The woman I refer to had some experience with titles. On this site at the time there was a primitive little one-and-a-half story cottage and in it the woman made her home. She was under the impression that she owned the property, but she was dispossessed on the night in question.
She had expected trouble. She was very timid and sometimes my mother used to allow me - only a lad at the time - to sleep in the house because the woman felt more secure if there was someone in the house with her. Of course I could have done nothing to save her from any person who might attempt to deprive her of the property.
On the night to which I refer she retired to sleep about 10 o'clock. Her sleeping apartment was very plain, with little furnishing and no decoration. It was on the upper story and was reached by means of a ladder. After the woman had climbed up to the loft she pulled the ladder up after her. I slept on the ground floor. About 11 o'clock there was a knock on the door. I answered the knock by opening the door. Outside stood half a dozen men. They called the woman to appear immediately. She replied from above that she had retired for the night. The men said that that made no difference, she would have to clothe herself again and leave the premises.
The woman pleaded to be a allowed to remain in the house over night, but the men were obdurate and threatened violence if she did not come down immediately and leave.
The woman commenced to cry but at the same time dropped the ladder from above and with difficulty, because of fear, climbed to the first story.

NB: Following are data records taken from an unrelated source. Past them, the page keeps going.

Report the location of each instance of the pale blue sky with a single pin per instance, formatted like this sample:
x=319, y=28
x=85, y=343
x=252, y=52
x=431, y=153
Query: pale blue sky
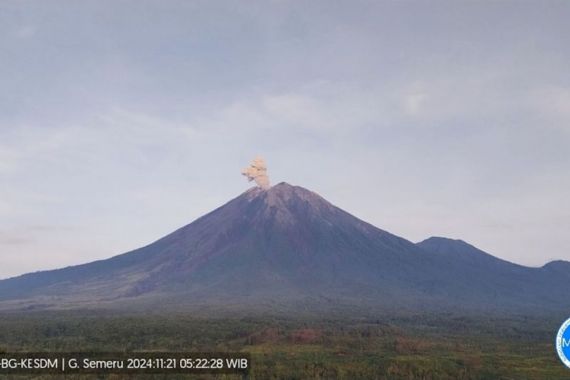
x=121, y=121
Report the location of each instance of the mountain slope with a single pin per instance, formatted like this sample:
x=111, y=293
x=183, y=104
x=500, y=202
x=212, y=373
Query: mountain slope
x=285, y=247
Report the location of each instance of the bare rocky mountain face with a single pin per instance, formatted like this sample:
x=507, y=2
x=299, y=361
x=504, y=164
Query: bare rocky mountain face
x=287, y=249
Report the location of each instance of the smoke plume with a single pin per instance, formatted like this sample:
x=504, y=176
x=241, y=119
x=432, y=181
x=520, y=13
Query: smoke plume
x=257, y=171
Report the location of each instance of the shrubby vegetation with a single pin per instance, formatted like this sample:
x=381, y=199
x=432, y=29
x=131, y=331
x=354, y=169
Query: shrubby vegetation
x=410, y=347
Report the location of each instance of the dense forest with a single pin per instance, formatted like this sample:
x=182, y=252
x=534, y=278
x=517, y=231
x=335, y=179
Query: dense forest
x=387, y=347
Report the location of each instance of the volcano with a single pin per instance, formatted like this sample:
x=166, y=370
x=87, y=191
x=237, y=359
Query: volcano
x=288, y=249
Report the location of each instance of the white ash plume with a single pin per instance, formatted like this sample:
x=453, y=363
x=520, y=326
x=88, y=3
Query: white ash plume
x=257, y=171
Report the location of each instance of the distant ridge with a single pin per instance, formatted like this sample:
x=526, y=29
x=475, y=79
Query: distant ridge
x=288, y=249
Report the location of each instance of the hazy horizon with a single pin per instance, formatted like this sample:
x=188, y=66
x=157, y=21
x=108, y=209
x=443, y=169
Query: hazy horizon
x=123, y=121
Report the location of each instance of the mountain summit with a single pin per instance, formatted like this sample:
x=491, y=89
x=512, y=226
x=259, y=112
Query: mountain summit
x=285, y=248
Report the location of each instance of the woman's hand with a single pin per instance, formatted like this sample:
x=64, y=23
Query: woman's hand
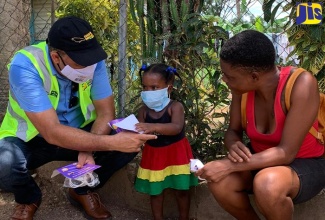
x=238, y=152
x=214, y=171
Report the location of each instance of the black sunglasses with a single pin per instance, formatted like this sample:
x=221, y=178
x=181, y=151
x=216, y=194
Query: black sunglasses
x=74, y=100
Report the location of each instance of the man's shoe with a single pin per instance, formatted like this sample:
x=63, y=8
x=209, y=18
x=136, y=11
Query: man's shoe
x=90, y=203
x=25, y=211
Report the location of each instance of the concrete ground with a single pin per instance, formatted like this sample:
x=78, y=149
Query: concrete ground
x=55, y=206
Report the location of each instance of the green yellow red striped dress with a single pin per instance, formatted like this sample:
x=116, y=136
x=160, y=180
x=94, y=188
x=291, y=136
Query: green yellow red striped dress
x=165, y=162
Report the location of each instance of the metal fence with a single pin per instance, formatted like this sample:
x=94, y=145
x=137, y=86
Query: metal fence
x=25, y=22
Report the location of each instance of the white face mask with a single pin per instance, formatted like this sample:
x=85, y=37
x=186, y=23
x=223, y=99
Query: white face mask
x=79, y=75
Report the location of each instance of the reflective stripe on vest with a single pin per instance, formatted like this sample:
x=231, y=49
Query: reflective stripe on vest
x=16, y=123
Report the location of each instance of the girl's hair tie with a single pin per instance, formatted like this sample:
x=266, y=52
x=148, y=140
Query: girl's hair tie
x=171, y=70
x=143, y=67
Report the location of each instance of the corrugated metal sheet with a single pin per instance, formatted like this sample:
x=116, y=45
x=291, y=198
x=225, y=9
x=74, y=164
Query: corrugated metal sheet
x=41, y=19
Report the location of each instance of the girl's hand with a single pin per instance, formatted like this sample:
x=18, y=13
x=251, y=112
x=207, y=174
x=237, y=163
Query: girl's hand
x=238, y=152
x=145, y=128
x=85, y=157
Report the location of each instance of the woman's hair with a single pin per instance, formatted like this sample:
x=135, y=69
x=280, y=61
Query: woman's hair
x=249, y=49
x=167, y=72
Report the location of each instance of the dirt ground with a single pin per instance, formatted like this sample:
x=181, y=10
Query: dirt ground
x=55, y=206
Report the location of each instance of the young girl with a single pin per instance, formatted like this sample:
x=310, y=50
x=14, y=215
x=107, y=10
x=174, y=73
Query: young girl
x=165, y=161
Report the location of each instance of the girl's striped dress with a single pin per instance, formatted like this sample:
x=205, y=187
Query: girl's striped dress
x=165, y=162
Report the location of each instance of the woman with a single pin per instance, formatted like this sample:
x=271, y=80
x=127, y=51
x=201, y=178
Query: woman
x=283, y=166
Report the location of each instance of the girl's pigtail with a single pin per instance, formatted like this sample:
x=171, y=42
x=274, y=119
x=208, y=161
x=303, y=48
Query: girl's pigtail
x=142, y=69
x=171, y=70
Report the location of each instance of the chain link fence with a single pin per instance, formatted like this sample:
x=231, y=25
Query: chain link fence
x=126, y=30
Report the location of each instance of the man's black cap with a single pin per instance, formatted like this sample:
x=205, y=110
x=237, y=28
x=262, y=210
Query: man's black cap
x=75, y=37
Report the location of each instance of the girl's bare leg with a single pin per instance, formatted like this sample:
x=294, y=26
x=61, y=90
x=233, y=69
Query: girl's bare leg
x=183, y=201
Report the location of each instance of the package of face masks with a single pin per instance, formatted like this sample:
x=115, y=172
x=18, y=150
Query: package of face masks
x=78, y=177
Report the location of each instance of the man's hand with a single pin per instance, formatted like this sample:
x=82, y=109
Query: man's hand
x=130, y=141
x=146, y=128
x=85, y=158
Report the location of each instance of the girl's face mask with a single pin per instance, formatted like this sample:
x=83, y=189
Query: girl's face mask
x=79, y=75
x=156, y=100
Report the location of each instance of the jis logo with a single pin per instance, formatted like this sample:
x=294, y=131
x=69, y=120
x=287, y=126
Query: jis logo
x=309, y=13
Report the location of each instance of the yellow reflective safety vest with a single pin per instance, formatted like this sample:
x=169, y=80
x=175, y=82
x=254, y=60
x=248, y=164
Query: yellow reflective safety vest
x=16, y=123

Then one of the men seized her and actually threw her out of the shack,
The same disposition was made of the scanty furniture and clothing they found on the premises and they warned the frightened woman to get away as soon as possible.
They then spanked me rather roundly and told me that it would be better for me to go to my own home as soon as possible. I ran as fast as I could, but before I got very far the little home was torn to pieces. This was done by the then sheriff.

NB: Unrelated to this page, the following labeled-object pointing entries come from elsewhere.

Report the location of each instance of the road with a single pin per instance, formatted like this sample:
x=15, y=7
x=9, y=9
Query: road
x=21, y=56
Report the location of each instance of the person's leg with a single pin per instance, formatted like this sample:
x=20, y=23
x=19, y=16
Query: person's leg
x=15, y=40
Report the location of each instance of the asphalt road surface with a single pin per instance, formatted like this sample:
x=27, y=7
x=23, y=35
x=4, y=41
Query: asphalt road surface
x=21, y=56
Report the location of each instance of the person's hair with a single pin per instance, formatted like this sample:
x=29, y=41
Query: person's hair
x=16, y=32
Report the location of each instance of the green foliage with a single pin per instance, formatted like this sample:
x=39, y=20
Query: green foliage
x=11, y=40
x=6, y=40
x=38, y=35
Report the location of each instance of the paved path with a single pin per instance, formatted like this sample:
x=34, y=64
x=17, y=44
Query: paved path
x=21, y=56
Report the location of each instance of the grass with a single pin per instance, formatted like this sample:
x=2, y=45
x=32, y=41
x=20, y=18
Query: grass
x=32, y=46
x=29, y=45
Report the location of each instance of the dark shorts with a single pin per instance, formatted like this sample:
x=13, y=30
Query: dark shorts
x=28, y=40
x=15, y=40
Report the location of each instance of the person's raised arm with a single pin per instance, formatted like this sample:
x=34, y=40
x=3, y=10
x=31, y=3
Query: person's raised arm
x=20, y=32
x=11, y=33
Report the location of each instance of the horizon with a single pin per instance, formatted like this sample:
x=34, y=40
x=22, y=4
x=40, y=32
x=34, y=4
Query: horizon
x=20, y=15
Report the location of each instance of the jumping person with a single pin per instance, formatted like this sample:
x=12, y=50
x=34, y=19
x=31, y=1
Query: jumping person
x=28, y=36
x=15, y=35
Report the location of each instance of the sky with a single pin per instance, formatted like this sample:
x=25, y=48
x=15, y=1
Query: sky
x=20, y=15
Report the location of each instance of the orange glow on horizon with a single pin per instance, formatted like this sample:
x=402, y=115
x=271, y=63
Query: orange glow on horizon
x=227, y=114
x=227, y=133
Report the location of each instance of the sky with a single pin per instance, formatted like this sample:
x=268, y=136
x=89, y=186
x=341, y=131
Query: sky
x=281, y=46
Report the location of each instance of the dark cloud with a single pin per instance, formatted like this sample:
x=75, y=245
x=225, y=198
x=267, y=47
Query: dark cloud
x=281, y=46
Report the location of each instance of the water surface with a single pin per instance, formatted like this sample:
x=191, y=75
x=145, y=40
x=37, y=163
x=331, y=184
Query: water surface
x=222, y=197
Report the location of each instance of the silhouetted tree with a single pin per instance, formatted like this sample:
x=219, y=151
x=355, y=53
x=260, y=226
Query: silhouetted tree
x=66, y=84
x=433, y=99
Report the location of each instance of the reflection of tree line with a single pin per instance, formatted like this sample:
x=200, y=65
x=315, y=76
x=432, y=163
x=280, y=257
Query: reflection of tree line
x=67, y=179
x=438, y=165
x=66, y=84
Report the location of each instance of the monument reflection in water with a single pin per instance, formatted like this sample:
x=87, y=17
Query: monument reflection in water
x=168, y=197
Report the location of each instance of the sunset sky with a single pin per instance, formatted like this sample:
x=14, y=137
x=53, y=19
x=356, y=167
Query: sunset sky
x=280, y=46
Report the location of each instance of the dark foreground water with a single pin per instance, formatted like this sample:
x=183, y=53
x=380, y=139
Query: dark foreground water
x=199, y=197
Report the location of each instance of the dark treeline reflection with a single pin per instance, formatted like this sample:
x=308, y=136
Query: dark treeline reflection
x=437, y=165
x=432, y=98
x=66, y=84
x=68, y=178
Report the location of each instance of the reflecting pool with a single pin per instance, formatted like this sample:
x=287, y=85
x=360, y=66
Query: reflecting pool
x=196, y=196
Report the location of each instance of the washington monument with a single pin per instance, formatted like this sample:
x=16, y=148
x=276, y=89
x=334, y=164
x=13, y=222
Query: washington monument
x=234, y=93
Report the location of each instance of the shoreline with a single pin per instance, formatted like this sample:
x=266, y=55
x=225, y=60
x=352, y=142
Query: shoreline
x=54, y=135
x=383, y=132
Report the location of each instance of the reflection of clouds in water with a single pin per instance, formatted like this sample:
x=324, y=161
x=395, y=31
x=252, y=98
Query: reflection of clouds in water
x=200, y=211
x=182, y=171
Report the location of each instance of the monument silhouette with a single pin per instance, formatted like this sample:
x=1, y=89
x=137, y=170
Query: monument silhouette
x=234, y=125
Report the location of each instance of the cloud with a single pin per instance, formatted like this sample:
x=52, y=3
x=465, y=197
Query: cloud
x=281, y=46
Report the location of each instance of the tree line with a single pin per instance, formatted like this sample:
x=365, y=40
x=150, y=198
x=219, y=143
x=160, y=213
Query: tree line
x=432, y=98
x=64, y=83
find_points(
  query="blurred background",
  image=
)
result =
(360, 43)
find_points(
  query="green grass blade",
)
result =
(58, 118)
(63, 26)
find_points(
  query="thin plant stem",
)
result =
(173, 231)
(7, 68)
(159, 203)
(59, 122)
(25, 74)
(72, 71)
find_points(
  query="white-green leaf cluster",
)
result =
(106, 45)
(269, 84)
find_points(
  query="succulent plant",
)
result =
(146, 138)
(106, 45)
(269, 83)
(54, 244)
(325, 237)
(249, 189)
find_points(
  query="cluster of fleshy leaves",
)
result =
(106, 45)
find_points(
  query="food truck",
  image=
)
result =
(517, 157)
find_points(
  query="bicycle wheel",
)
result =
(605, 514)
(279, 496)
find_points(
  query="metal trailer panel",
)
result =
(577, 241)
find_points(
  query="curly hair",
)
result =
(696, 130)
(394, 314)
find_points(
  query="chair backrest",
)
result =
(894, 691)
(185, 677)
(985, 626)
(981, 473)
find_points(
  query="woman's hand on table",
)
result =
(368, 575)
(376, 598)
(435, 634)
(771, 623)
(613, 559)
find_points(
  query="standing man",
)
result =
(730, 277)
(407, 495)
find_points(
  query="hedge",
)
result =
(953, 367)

The woman was given shelter for the night by some of the people who were in the neighborhood. Subsequently she was taken to the home of a friend and there, sometime later died.
This was about the year 1858, and at that time there was a vegetable garden on that gore, which was run by a man named George Lee. He had a tragic ending. He left on a trip to the old home in the East, but was lost on the steamer Central America, which foundered before she reached her destination. Lee was not married. When he failed to put in an appearance after his departure there was a dispute over his property, but there was no person with a valid claim to it, although several people sought to get hold of it. It was placed in the hands of the public administrator and at length fell into the hands of George Potter, who built what was then considered a fine mansion, and Lee's horne was moved to the corner of Ninth and Jefferson streets.